Am Mittwoch, 24. Oktober 2012 21:18:29 UTC+2 schrieb tedsuo:
> Just some warnings against mongo being a magic bullet:
> P.S. Does anyone really estimated how much will be losses in case of some
> (0.00...X) transactions lost due to lack of transactional support in mongo?
> I mean in stores like amazon - it's not a question, losses are huge, but
> in case of an ordinary e-shop? Are they really so big? One developer cost
> about 100 / per-year, so, mongo allows to build product faster and thus
> save cost on development time (although, it's also subject to question).
> The question is - what's higher - cost of development or lost transactions.
> I think there are reasons why mongo is useful, but saving on developer
> costs is not one of them.
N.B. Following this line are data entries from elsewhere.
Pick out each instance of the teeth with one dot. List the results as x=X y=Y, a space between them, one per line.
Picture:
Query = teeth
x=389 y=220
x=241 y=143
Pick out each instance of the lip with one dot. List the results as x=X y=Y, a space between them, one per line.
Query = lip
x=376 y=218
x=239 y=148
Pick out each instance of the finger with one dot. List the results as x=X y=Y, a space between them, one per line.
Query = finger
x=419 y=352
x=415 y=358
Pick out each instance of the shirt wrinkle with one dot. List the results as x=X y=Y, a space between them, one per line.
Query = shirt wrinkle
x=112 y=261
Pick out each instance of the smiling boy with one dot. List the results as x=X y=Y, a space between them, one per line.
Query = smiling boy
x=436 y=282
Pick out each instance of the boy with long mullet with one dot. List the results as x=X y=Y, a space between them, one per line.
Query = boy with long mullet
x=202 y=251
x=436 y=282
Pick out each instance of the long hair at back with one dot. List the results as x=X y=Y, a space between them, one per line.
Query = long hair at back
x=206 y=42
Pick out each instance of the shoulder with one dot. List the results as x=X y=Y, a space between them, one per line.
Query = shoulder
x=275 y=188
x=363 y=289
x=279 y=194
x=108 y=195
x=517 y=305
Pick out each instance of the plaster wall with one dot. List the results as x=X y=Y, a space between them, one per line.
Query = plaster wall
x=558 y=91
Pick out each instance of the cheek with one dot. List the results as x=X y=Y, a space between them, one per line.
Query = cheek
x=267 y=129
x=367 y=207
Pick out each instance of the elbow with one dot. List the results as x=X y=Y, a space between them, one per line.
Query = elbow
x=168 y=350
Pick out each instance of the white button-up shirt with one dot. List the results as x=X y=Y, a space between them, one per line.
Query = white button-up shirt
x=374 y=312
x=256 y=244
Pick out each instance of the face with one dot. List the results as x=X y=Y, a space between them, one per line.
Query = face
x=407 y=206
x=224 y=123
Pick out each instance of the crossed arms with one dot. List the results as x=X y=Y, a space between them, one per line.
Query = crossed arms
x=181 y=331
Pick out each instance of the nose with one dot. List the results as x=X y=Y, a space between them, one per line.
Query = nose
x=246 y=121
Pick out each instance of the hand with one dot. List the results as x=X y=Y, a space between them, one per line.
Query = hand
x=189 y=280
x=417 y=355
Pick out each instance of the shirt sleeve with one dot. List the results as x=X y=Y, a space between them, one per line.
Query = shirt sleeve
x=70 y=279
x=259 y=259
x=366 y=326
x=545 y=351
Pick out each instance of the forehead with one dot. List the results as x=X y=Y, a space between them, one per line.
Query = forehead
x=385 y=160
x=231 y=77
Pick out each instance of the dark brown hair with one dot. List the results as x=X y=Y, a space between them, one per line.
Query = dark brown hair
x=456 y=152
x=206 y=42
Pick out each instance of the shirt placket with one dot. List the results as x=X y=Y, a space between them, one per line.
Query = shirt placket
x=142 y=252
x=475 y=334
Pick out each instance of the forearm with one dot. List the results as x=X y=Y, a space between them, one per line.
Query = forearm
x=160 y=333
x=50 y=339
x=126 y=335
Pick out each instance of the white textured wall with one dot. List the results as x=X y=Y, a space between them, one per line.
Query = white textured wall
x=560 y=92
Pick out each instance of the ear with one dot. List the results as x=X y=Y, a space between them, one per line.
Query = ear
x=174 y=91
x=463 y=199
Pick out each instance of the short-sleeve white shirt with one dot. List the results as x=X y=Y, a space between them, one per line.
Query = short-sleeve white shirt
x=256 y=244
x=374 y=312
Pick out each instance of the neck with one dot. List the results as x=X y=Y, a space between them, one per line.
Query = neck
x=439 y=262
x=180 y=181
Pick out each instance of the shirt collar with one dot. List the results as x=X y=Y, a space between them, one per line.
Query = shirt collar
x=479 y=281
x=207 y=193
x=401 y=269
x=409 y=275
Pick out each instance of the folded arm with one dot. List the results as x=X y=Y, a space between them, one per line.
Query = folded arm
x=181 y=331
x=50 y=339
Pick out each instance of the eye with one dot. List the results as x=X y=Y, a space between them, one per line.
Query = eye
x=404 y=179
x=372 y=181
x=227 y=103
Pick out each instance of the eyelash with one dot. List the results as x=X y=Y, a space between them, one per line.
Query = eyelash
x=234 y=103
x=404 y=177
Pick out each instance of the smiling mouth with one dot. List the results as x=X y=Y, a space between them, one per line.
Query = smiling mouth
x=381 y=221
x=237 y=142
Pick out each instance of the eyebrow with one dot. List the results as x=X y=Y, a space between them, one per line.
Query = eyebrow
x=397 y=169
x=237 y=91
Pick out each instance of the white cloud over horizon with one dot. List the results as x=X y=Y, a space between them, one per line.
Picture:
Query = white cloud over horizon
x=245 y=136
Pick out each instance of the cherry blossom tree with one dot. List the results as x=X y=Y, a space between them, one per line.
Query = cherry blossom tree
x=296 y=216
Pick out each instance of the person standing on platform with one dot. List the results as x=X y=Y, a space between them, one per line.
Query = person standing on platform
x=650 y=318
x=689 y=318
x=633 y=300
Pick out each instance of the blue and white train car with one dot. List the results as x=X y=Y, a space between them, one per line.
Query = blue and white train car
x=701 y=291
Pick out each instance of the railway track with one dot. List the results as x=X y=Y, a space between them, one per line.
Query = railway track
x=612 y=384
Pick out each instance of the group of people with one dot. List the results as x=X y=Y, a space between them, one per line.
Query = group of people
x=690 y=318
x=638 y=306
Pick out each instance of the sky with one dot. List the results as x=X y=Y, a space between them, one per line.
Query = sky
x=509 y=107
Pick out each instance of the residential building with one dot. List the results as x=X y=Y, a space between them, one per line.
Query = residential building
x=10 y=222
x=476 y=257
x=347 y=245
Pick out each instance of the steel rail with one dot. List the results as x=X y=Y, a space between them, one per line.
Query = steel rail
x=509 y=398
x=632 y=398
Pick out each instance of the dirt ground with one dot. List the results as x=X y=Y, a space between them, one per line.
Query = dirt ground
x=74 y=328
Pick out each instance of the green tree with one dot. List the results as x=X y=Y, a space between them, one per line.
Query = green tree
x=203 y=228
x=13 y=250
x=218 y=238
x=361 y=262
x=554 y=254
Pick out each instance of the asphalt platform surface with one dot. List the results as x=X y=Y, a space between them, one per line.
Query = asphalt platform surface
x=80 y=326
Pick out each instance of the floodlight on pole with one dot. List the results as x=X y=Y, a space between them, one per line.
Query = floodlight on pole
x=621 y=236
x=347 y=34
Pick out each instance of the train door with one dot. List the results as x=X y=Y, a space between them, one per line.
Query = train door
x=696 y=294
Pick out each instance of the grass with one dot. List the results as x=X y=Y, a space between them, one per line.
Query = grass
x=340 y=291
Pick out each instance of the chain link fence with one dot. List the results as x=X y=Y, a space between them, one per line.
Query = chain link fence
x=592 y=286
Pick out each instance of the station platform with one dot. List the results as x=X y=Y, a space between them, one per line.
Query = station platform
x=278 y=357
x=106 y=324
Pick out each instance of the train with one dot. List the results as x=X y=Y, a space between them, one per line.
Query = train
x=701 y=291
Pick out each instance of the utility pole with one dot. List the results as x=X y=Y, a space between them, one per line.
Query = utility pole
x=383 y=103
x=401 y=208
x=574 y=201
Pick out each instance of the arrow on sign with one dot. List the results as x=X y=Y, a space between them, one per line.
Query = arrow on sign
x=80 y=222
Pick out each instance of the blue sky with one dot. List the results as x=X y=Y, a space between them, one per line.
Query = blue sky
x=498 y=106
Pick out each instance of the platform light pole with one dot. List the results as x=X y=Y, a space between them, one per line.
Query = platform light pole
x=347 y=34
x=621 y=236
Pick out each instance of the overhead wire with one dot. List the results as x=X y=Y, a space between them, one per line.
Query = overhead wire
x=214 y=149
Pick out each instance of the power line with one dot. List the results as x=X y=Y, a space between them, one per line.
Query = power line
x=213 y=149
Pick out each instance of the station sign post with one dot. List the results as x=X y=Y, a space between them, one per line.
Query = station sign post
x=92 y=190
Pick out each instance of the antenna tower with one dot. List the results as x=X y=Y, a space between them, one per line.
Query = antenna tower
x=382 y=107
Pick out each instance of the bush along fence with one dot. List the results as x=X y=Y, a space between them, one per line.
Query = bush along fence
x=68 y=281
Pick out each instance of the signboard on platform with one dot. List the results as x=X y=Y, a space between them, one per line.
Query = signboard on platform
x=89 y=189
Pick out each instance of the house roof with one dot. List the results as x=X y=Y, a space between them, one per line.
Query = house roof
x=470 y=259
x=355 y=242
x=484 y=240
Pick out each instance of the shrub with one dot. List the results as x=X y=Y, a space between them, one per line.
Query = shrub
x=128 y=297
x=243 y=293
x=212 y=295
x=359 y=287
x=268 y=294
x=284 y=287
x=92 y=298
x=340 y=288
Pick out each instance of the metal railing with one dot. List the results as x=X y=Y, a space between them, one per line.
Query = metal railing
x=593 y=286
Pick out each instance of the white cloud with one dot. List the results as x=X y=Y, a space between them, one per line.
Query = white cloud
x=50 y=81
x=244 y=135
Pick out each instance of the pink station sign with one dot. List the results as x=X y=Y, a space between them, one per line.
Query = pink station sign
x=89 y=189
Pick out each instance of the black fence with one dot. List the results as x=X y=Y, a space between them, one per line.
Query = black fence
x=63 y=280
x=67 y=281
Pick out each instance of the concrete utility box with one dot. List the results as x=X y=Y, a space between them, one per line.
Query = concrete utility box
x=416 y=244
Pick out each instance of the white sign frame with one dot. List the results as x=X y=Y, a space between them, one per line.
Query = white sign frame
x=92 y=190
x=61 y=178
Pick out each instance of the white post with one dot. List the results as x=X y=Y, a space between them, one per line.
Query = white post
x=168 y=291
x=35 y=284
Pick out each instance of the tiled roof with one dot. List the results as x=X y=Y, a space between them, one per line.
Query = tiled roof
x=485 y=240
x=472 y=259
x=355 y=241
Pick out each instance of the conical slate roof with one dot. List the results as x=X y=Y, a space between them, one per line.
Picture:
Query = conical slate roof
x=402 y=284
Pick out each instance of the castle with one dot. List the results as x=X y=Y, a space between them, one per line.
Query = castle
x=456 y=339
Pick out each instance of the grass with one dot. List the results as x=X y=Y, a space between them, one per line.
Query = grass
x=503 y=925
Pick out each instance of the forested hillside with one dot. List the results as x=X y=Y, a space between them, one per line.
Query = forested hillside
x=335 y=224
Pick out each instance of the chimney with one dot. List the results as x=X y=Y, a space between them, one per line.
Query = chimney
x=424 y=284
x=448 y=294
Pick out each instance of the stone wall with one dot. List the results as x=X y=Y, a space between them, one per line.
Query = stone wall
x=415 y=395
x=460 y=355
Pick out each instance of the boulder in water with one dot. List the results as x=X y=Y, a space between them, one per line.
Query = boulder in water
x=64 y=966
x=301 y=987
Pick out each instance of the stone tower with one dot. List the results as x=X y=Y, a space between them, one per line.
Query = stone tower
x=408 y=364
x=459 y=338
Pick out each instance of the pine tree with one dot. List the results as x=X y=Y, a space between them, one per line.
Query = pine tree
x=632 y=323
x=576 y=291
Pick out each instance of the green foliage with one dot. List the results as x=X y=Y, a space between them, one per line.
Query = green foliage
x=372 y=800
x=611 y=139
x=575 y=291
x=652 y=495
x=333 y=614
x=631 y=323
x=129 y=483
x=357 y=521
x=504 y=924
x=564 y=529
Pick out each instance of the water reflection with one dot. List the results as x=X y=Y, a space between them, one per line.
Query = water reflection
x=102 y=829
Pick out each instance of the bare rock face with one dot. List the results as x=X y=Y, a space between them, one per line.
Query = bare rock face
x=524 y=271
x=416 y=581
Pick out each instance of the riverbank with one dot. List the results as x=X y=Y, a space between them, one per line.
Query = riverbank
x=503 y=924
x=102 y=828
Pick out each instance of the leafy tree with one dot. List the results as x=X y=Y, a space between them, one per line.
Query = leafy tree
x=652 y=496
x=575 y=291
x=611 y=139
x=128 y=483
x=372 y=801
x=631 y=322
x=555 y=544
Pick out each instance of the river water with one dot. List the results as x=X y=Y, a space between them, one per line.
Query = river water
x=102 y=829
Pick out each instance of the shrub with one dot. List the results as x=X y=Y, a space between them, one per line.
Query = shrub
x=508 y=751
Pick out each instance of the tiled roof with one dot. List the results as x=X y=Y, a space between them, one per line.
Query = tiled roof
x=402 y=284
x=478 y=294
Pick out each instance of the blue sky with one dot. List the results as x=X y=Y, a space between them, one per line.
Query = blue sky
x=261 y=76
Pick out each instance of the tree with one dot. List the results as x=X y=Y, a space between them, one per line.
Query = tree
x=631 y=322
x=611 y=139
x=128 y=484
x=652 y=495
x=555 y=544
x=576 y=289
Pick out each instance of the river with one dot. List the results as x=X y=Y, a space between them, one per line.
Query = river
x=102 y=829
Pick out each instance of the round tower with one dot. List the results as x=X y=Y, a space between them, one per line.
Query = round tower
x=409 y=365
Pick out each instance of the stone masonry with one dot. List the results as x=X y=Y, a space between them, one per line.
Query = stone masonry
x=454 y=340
When I hear people argue this position, they
> usually don't know much about mongo (and a lot of times aren't big on
> databases in general) and their hope is that they can build a web
> application without having to learn how their db works or how to administer
> it (or rather, learning mongo is much easier than learning mysql). I'm not
> saying people are dumb for hoping this will work, but I do believe it's
> incorrect and is based more on PR than reality. Having used both, my
> opinion is that all db's are complicated and it takes a fair amount of
> knowledge and effort to not screw it up when the stakes are high. If you
> want to speed up development (regardless of db), you can outsource the db
> work for a while and get consultants to train you and help you set it up
> and use it properly.
> though Mongo is not ACID . however, when i raised that question to 10gen
> during a training, one of the solutions they suggest is to do it in code
> with two handshakes for committing data. not pretty but dorable.
> This is total marketing FUD, Murvin I am glad you didn't buy it. Any form
> of saying "just implement transactions yourself in your application" is
> pretty damning - that's a *huge* burden the db vendor has just foisted onto
> your dev team. You are not going to be saving any developer cycles if you
> have to do that.
> I'm not saying "don't use mongo ever." Just don't use mongo because you
> think it will be easier than mysql, especially if you need transactions
> (which you will if you are doing commerce). And if you're building
> e-commerce and handling transactions and money, you should have staff
> dedicated to db operations and security very early on in your startup. You
> can't measure how badly things will go if going got messed up, it's
> impossible to make a judgement like that ahead of time. It's an important
> enough part of the system that things will move faster if you have someone
> handling it full time.
> Again, not anti-mongo, but I see a lot of dev's pinning their hopes on it
> being a magic pony (and a lot of marketing encouraging this), and it make
> me want to slap a big warning label on it.
> Maybe postgres + elastic search is what you are looking for? It's a
> pretty winning combo if you're building a store.